Dr. Tyagi’s agency has asked the city’s wildlife agency for help, but wildlife officials claim that the monkeys—a scourge of the city for years as urbanization has encroached on their original habitat—are no longer wild and are thus not their responsibility.
“This problem will never be solved” as long as Hindus feed monkeys regularly, said R. M. Shukla, the city’s chief wildlife warden. “We’ve issued many ads asking people not to feed monkeys in public places.”
In 2007, a Delhi deputy mayor died when he fell from his terrace after being attacked by monkeys, a widely publicized episode that spurred the city to step up its efforts to move monkeys to safer environments. Yet such attacks continue. This month a 14-year-old girl was seriously injured when she fell from the roof of a five-story residential building after monkeys pursued her.
“Monkeys do commonly bite people, and their bite wounds can be extensive,” Anthony S. Fauci, director of the National Institute of Allergy and Infectious Diseases in Bethesda, Md., wrote in an e-mail. “They are smart enough to often attack the face of the person.”
Stories abound in Delhi of monkeys’ entering homes, ripping out wiring, stealing clothes and biting those who surprise them. They treat the Indian Parliament building as a playground, have invaded the prime minister’s office and Defense Ministry, sometimes ride buses and subway trains, and chase diplomats from their well-tended gardens.
Roopi Saran, a Delhi resident, has seen monkeys steal candy from the hands of her children. And tribes of monkeys often take over her yard, preventing her and her children from venturing outside.
“So we sit inside our house like caged animals, like we’re the ones in the zoo and they’re the owners outside looking at us,” Ms. Saran said.
With the city’s trapping program a failure, some residents are getting a bigger monkey, a langur, to urinate around their homes. The acrid smell of the urine scares the smaller rhesus monkeys away for weeks. But the odor is no bouquet for humans, either, and as soon as it disappears, the rhesus monkeys return.

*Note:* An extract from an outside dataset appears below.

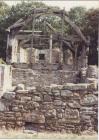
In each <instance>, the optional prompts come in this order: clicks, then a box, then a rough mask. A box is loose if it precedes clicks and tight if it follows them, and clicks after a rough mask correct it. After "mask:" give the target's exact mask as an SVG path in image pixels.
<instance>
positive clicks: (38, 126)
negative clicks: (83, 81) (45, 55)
mask: <svg viewBox="0 0 99 140" xmlns="http://www.w3.org/2000/svg"><path fill="white" fill-rule="evenodd" d="M97 112H98V92H97V88H96V87H94V85H93V84H65V85H56V86H55V85H53V86H46V87H40V86H37V87H32V88H29V89H25V90H22V89H16V90H14V91H10V92H7V93H5V94H4V95H3V96H2V98H1V99H0V128H1V129H2V128H4V127H5V128H7V129H10V128H13V129H29V130H34V131H59V132H73V133H80V132H82V131H85V130H94V131H97V119H98V118H97V114H98V113H97Z"/></svg>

Amar Singh, a langur handler, was sitting across the street recently from one of his langurs in Delhi’s diplomatic neighborhood while his monkey systematically stripped the leaves off a tree in the yard of well-tended home. The langur, a large monkey with a black face dramatically framed by white fur, was tied to a pole with a six-foot leash. Mr. Singh cautioned against getting anywhere near the animal because “a langur’s slap is so hard, it can send its target back by five feet.”

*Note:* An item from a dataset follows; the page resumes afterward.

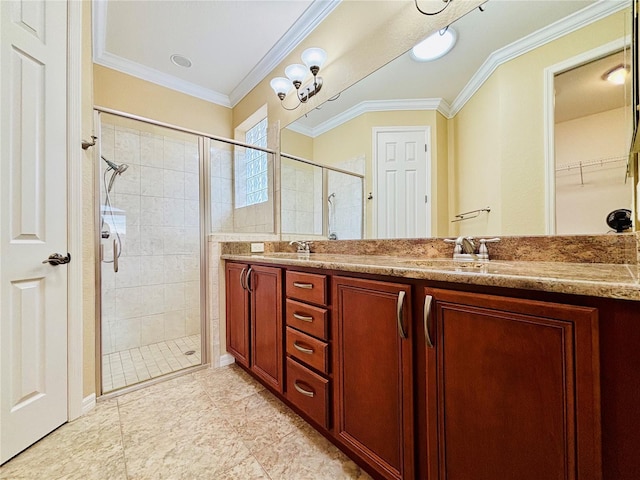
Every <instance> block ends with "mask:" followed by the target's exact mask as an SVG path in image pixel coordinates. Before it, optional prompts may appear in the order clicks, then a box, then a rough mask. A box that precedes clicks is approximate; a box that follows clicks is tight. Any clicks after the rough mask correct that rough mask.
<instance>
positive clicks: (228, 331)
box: [225, 262, 251, 367]
mask: <svg viewBox="0 0 640 480" xmlns="http://www.w3.org/2000/svg"><path fill="white" fill-rule="evenodd" d="M248 270H249V265H247V264H244V263H229V262H227V265H226V268H225V287H226V313H227V322H226V323H227V352H229V353H230V354H231V355H233V356H234V358H235V359H236V362H238V363H239V364H241V365H244V366H245V367H249V361H250V354H251V353H250V351H249V345H250V344H249V290H247V288H246V286H245V284H244V281H245V277H246V275H247V271H248Z"/></svg>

Mr. Singh said that he had 65 langurs urinating on prominent homes and buildings throughout Delhi. He and his partners feed and walk each monkey during the day, but they remain tied to their posts overnight. He charges about $200 a month.

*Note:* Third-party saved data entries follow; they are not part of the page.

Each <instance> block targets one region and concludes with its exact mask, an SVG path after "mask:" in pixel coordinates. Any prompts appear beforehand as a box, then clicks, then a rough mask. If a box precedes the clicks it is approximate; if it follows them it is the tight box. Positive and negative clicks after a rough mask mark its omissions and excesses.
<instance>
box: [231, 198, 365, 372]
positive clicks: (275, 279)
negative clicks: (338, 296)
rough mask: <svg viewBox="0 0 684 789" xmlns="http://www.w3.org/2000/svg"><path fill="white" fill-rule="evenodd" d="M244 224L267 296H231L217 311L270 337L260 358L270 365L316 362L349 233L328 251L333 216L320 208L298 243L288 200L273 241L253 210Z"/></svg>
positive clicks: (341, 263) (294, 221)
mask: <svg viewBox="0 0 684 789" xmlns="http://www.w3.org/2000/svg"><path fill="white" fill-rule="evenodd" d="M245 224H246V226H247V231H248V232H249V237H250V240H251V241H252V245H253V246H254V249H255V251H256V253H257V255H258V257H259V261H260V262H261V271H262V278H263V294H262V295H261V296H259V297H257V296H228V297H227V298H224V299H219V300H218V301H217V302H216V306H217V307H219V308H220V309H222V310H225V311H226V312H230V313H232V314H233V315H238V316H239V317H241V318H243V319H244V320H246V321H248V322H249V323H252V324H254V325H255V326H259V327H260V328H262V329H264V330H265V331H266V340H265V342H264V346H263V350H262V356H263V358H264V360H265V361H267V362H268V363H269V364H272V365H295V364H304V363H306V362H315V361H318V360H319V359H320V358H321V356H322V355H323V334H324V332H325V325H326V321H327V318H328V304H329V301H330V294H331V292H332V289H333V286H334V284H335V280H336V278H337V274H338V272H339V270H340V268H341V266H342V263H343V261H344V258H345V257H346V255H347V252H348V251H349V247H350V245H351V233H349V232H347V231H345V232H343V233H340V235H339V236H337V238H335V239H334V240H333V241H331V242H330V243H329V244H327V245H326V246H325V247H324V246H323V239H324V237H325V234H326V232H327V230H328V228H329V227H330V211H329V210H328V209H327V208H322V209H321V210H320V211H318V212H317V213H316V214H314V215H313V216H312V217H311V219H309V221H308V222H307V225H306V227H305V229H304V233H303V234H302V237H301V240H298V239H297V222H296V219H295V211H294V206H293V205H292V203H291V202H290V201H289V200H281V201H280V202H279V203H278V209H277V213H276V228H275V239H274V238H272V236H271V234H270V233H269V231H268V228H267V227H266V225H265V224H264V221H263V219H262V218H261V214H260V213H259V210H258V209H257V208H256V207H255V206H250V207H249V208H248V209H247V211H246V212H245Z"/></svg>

Dr. Tyagi said langurs simply pushed rhesus monkeys to ransack adjoining homes. The city started out seven years ago paying monkey catchers $5 for every rhesus monkey they caught. It raised the price to $9 four years ago, and now pays $12.
“Despite offering this rate, there are few monkey catchers,” he said.
Years of trapping, using cages baited with fruit and nuts, have taught the monkeys to avoid the traps. For a time, the city hired highly professional trapping teams from the south of India, but even they have stopped coming to Delhi, Dr. Tyagi said. Himachal Pradesh, a northern Indian state, issued permits to kill monkeys that destroyed crops, but the practice spurred protests and is not being considered in Delhi.
Trapped monkeys are brought to a sanctuary in the south of Delhi, but residents who live near the sanctuary say their lives have been ruined by the influx. Monkeys easily scale the sanctuary’s walls and often find their way back to Delhi’s central neighborhoods.
Kali, who lives in a small hut near the sanctuary and goes by only one name, said her young daughter and niece had both been bitten twice, requiring trips to the hospital and expensive vaccinations. After being attacked while bathing, she now asks her husband to stand guard when she washes. And for a poor family like hers, the monkeys are a constant threat in more ways than one.
“I give them my leftovers like roti,” she said. “But then they ran away with my onions.”